Another objective of this problem-solving session was to write the framework mentioned above, which necessitated price expertise and an understanding of available alternatives. It also bore solutions from the sales and segment managers. They pooled all available resources to develop a plan that met the business goals and the needs of the entire target demographic.

To increase profits, RoboMarkets debuted a new, more expensive product.

Two great metaphors illustrate this point: “If you want to make a house look enormous, place a tent next to it,” and “If you want to make a house look little, put a skyscraper next to it.” That’s the contrast effect in action, and it may be quite helpful in setting prices. Place a similar but more costly product next to the one you’re trying to sell to make the one’s pricing look more reasonable.

Williams-Sonoma featured a $275 bread maker in their print catalog. Still, very few people were buying it, according to a now-classic study published in the Journal of Marketing Research and reproduced in the book Yes! 50 Scientifically Proven Ways to Be Persuasive. Sales of the $275 model nearly doubled when a comparable model retailing for $429 was introduced and displayed alongside it.

They put it to the test, and it passed with flying colors. If you’re in SaaS or information marketing, it’s not hard to come up with a more expensive offering; if you’re a store or reseller, it may simply be a matter of stocking lines or brands you’ve always thought were out of your customers’ price range.

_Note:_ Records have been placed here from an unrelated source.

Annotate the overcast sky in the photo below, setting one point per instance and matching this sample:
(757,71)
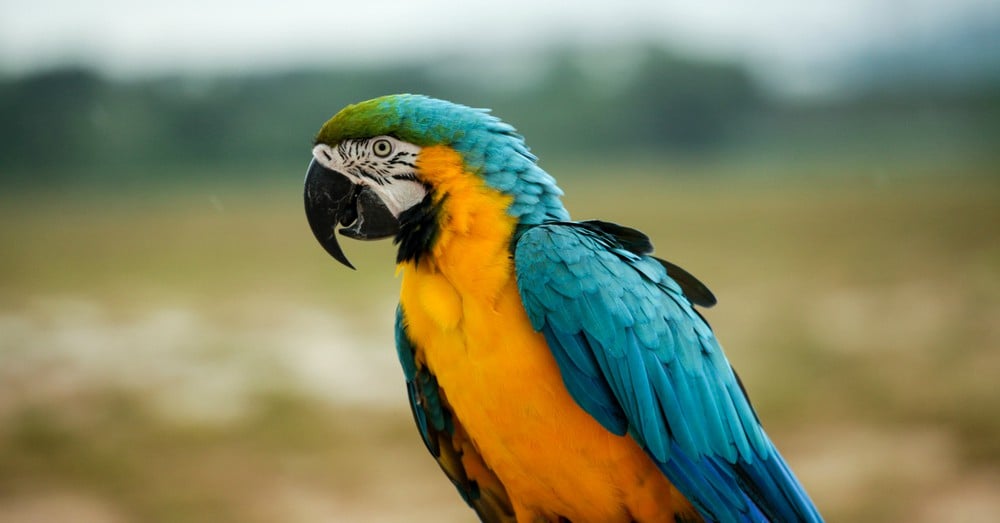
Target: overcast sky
(136,37)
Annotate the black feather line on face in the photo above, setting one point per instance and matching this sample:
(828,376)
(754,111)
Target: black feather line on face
(419,227)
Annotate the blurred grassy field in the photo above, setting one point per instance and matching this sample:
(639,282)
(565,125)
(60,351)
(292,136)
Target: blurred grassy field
(192,354)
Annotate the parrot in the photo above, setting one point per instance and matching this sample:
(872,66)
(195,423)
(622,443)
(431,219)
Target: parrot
(556,370)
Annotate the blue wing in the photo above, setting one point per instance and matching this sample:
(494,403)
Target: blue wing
(445,437)
(635,354)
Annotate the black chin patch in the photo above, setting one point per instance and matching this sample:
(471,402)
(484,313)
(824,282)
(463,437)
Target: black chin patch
(373,220)
(419,227)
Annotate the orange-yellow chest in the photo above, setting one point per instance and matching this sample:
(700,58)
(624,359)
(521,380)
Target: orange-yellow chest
(465,317)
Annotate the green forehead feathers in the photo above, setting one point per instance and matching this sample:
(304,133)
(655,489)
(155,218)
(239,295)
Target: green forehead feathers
(489,147)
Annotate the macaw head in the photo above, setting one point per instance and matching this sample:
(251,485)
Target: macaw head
(388,166)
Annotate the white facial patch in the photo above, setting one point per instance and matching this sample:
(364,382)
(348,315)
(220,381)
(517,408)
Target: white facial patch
(385,164)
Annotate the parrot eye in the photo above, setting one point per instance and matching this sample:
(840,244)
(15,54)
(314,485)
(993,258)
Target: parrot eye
(382,148)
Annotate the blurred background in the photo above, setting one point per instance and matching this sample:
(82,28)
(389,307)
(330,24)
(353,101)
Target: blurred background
(175,346)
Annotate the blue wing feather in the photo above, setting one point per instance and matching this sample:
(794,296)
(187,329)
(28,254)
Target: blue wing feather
(635,354)
(445,437)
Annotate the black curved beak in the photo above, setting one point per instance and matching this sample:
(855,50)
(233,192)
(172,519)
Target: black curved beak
(332,199)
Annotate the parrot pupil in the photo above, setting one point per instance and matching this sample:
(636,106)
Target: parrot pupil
(382,148)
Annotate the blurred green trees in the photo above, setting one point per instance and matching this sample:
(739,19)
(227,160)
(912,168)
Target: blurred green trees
(74,124)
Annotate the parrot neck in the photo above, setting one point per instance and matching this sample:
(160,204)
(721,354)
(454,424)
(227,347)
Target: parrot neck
(470,249)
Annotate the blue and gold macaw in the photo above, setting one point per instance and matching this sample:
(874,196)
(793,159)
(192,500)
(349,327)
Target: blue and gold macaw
(556,370)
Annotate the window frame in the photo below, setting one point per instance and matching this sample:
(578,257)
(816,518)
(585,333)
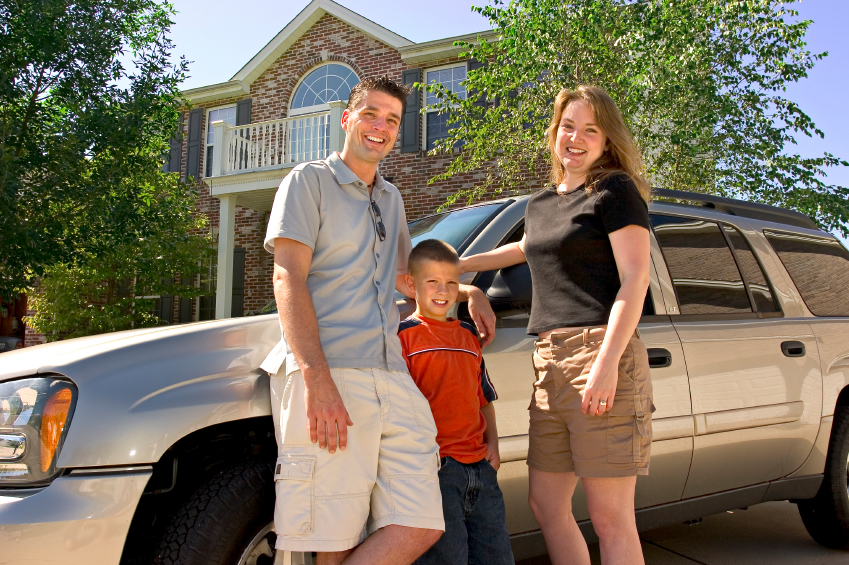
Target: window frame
(303,111)
(426,111)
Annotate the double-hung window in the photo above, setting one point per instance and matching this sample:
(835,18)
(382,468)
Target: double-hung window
(436,124)
(228,115)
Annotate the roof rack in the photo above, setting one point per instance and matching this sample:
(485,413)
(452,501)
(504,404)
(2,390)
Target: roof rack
(741,208)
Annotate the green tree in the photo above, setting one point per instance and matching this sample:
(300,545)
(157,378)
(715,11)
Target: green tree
(700,83)
(109,287)
(88,100)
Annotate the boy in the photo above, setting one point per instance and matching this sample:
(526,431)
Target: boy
(445,361)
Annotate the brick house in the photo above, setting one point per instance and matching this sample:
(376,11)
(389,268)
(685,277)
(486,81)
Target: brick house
(241,137)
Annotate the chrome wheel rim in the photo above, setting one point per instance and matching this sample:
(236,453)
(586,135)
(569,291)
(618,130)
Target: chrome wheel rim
(260,550)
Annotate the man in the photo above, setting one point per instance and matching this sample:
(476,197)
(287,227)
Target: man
(340,242)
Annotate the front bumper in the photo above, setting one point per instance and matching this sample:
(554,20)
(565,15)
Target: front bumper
(80,519)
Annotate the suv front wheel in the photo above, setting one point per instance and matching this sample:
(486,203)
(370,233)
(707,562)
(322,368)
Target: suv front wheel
(226,520)
(826,516)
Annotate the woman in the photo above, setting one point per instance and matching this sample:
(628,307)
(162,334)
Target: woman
(587,245)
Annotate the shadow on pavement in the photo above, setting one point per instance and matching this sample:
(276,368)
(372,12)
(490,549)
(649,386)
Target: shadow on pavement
(766,534)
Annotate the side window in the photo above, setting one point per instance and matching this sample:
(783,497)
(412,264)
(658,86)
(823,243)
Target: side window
(752,272)
(819,268)
(702,266)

Although we successfully sold the more expensive new product, the initial intent was to increase sales of the cheaper original product by making it appear to be a better value.

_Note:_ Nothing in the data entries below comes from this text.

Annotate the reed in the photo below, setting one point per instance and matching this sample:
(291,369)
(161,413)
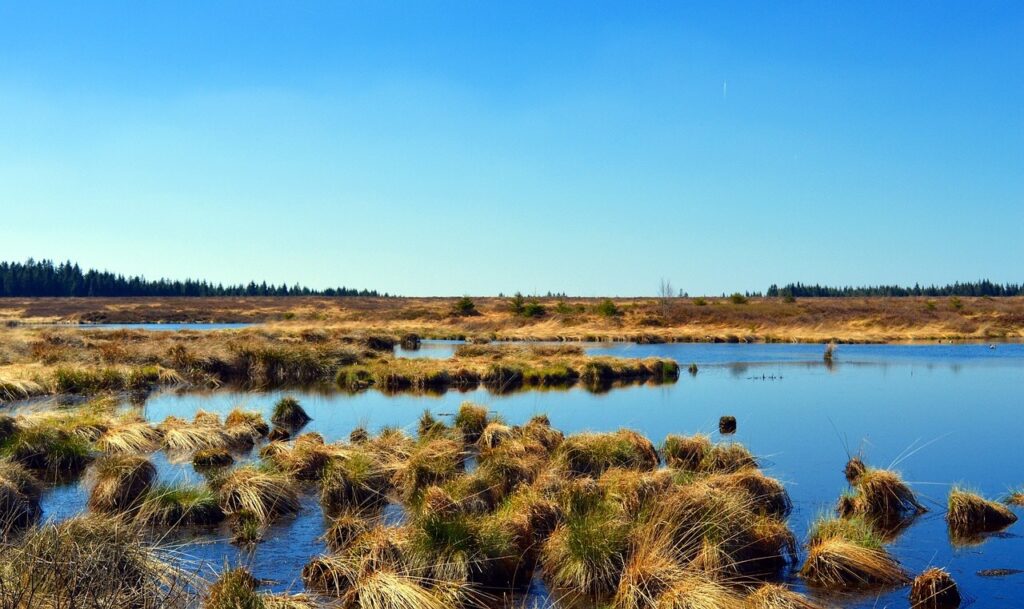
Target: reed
(586,554)
(261,493)
(471,420)
(774,596)
(183,437)
(358,480)
(697,592)
(592,453)
(934,590)
(288,412)
(120,482)
(91,561)
(129,438)
(212,458)
(20,493)
(171,506)
(969,514)
(847,554)
(881,494)
(53,453)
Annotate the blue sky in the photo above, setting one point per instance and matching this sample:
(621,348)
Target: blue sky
(476,147)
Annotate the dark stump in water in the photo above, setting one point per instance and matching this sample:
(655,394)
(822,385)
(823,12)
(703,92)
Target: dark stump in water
(934,590)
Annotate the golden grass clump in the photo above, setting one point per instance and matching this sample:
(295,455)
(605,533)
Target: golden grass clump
(344,528)
(357,479)
(651,570)
(881,494)
(235,589)
(847,553)
(493,436)
(592,453)
(179,505)
(854,469)
(307,458)
(378,549)
(430,463)
(970,514)
(206,418)
(586,554)
(774,596)
(685,452)
(471,420)
(767,494)
(250,419)
(91,561)
(633,489)
(53,452)
(8,428)
(120,482)
(134,437)
(539,429)
(720,531)
(212,458)
(184,437)
(265,494)
(20,493)
(288,412)
(698,592)
(934,590)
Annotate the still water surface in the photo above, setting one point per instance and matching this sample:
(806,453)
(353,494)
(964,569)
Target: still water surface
(941,414)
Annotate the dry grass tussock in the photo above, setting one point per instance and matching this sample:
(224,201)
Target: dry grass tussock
(90,561)
(970,515)
(77,361)
(810,319)
(847,553)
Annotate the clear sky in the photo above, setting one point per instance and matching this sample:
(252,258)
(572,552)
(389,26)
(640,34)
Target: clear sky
(475,147)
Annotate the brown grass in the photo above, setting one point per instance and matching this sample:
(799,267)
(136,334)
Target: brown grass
(774,596)
(262,493)
(860,319)
(934,590)
(970,515)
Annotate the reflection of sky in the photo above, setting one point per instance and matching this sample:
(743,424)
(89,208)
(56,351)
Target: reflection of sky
(943,415)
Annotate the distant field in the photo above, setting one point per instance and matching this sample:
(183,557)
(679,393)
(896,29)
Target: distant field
(848,319)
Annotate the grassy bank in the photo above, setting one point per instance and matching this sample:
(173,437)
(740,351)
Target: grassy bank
(67,360)
(846,319)
(603,519)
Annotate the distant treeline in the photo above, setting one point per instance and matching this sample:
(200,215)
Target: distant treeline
(46,278)
(983,288)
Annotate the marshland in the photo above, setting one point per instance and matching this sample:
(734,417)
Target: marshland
(282,465)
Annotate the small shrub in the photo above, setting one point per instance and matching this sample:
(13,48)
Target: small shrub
(465,307)
(607,308)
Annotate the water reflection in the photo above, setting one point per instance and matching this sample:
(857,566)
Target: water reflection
(929,408)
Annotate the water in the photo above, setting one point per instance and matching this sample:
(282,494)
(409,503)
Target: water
(432,349)
(150,327)
(942,414)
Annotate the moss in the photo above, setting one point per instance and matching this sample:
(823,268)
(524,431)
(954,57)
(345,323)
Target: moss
(53,453)
(212,458)
(288,412)
(180,505)
(592,453)
(236,589)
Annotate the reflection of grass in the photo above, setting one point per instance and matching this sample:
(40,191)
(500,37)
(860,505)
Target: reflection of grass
(596,515)
(969,514)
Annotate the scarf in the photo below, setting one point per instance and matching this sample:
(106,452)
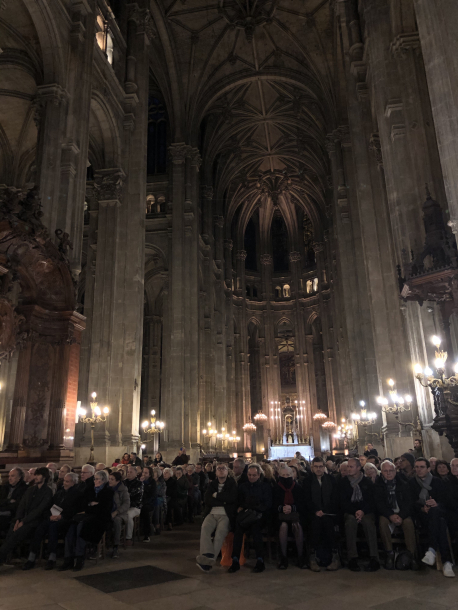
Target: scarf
(357,495)
(425,485)
(99,488)
(391,488)
(287,487)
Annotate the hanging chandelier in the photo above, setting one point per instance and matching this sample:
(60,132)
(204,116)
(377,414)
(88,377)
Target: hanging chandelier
(328,425)
(249,426)
(320,416)
(260,417)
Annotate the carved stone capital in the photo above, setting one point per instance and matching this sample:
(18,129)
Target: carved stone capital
(207,191)
(376,149)
(108,185)
(178,152)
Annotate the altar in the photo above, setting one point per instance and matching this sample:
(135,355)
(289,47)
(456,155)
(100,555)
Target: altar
(288,450)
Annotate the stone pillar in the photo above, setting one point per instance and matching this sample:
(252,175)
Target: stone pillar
(437,21)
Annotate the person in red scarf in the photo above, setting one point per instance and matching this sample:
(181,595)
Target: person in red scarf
(289,504)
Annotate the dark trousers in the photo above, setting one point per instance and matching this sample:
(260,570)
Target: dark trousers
(75,546)
(53,530)
(256,532)
(145,519)
(436,524)
(321,530)
(14,539)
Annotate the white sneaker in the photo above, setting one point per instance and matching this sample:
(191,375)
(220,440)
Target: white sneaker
(429,558)
(447,570)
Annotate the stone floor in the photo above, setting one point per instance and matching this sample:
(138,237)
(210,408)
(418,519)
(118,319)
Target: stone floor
(193,590)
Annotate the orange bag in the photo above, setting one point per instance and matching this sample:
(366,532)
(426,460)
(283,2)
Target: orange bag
(226,550)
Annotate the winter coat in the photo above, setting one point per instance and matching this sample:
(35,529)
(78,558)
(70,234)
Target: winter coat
(403,498)
(34,505)
(11,504)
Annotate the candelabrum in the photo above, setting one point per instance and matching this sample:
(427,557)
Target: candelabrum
(97,416)
(396,405)
(153,426)
(445,394)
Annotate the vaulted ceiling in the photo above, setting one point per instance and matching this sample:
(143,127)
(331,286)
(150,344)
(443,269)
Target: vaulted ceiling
(254,80)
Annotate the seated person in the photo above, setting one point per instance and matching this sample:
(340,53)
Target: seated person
(357,505)
(220,504)
(149,501)
(31,510)
(90,524)
(254,495)
(406,465)
(289,508)
(321,499)
(121,505)
(135,489)
(428,494)
(393,501)
(10,496)
(55,526)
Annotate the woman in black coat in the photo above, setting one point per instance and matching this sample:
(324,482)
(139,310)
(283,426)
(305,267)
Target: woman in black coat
(90,524)
(288,505)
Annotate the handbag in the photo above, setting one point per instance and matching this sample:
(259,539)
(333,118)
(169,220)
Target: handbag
(248,517)
(291,518)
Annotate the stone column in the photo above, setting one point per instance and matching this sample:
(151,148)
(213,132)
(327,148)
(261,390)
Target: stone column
(437,21)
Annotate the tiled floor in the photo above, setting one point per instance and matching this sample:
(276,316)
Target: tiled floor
(174,552)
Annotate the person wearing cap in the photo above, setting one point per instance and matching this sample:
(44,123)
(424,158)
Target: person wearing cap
(406,466)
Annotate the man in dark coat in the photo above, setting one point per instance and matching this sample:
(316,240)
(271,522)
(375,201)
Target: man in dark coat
(357,505)
(10,497)
(32,508)
(220,505)
(55,525)
(321,499)
(393,501)
(429,497)
(255,495)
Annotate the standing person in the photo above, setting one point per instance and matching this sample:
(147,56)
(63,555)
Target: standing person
(121,504)
(289,506)
(256,498)
(55,526)
(182,459)
(393,501)
(321,497)
(357,504)
(428,494)
(182,495)
(31,511)
(149,500)
(171,484)
(10,497)
(220,504)
(135,489)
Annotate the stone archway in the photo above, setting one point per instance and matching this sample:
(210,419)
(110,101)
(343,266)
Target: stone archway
(37,317)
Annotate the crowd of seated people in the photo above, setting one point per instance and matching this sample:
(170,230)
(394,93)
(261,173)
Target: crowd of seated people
(315,505)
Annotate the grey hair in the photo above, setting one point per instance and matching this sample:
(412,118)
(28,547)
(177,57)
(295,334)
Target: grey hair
(102,474)
(74,477)
(257,467)
(387,462)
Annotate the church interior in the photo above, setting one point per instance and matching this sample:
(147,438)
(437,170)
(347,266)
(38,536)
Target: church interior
(229,226)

RoboMarkets Broke Down the Cost into More Manageable Daily and Monthly Rates, which was just a wording tweak, not a real price increase or decrease. You may be most familiar with this tactic from the 1980s and 1990s, “sponsor a child” advertising, in which the tagline “For less than a dollar a day” was used repeatedly.

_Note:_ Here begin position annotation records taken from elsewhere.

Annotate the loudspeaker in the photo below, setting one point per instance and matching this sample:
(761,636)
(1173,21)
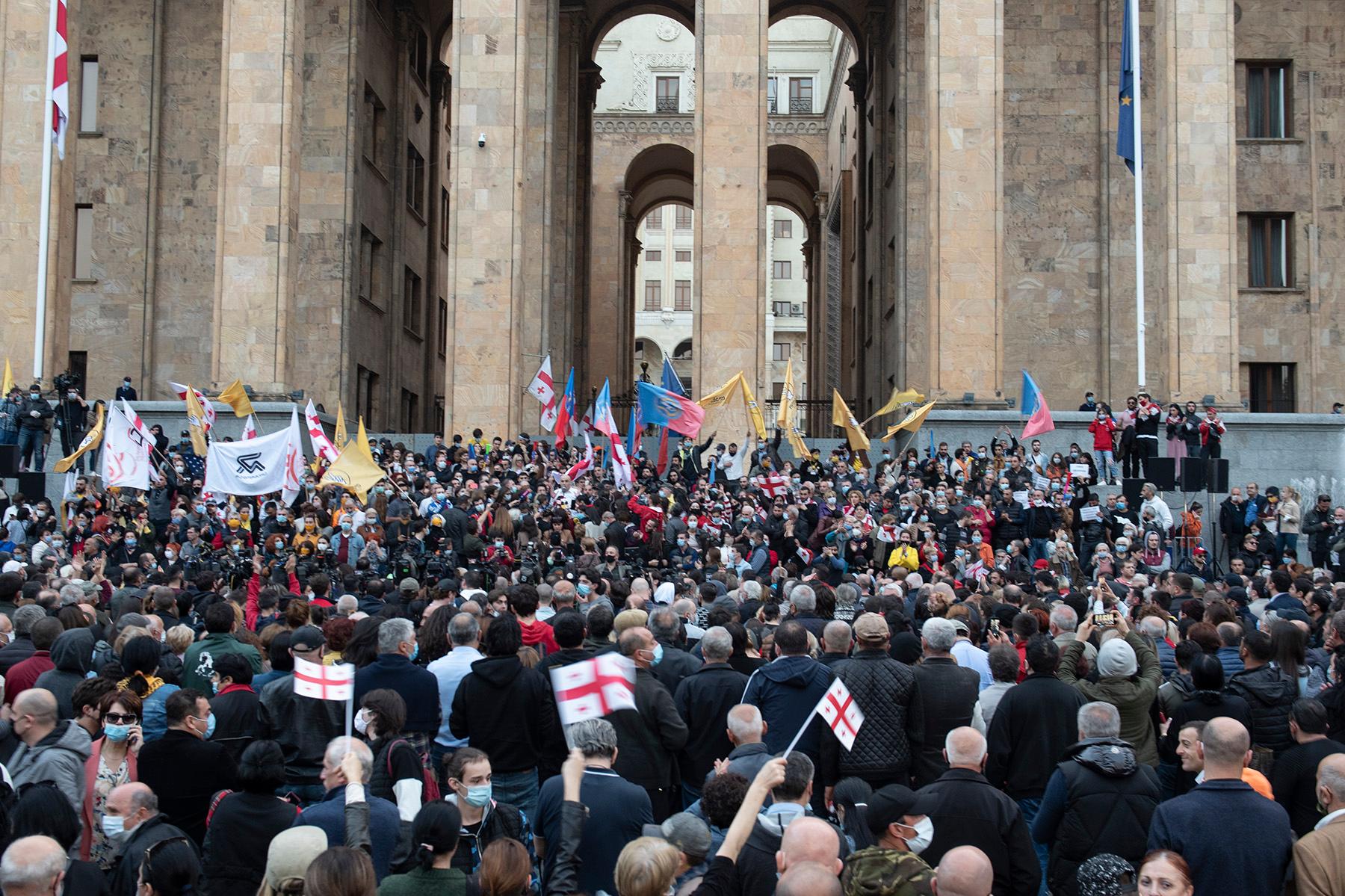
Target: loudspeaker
(1163,472)
(1130,487)
(34,486)
(1193,474)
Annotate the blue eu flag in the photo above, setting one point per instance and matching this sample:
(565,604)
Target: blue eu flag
(1126,120)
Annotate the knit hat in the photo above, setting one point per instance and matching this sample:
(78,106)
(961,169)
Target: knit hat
(1116,658)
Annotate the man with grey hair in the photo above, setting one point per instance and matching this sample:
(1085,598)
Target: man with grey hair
(330,815)
(618,810)
(704,700)
(1099,800)
(947,696)
(971,813)
(395,669)
(464,635)
(33,867)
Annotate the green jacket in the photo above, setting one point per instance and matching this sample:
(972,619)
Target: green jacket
(198,665)
(1130,696)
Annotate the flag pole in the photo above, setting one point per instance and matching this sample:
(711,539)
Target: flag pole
(40,319)
(1140,193)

We were planning to contribute less than daily. A regular payment, perhaps once a year, was expected from you. However, the ad’s impact would not have been the same if it had said, “For just $29 a month,” as part with $29 is far more complex than leaving with $1. It’s a brilliant tactic, and companies in many fields have started using it successfully.

Breaking down the total cost into manageable chunks and comparing them to real-world alternatives

Instead of communicating the financial value of a large one-time monthly or annual fee, you “spend” that dollar on something concrete your audience will likely waste money on, as in the previous price-positioning method. Why? Because it’s tough to see $1.50, but a bad cup of coffee is easy to imagine.

Value Perception of The Product Has Been Boosted

Value prism is a tool used in advertising copywriting. The goal is to highlight (figuratively) all the hard work that went into making your goods. Get people to recognize the hidden worth in your goods, and the price will seem much more acceptable. Just write down everything that helped you build this product or provides this service its value. 

Getting rid of the dollar sign ($) and physically shrunken digits 

Cornell University published research showing that removing the dollar sign from menu prices prompted diners to spend more. Although this was a study of diners reading menus, the results are intriguing and warrant more investigation if you’re attempting to justify a hefty price tag.

As this article discusses, another study indicated that consumers respond positively to sale prices when they are presented in smaller typefaces. A huge price tag may give the impression that it costs “more.” Big things are significant, and small things are small. Larger prices should reflect the market value of the goods or services.

Conclusion

 

 

Taking a cue from the current pricing strategy could benefit your efforts. Making high-priced goods seem like bargains is a good strategy if you’re trying to move them. Online advertising and persuasive writing can help you do this.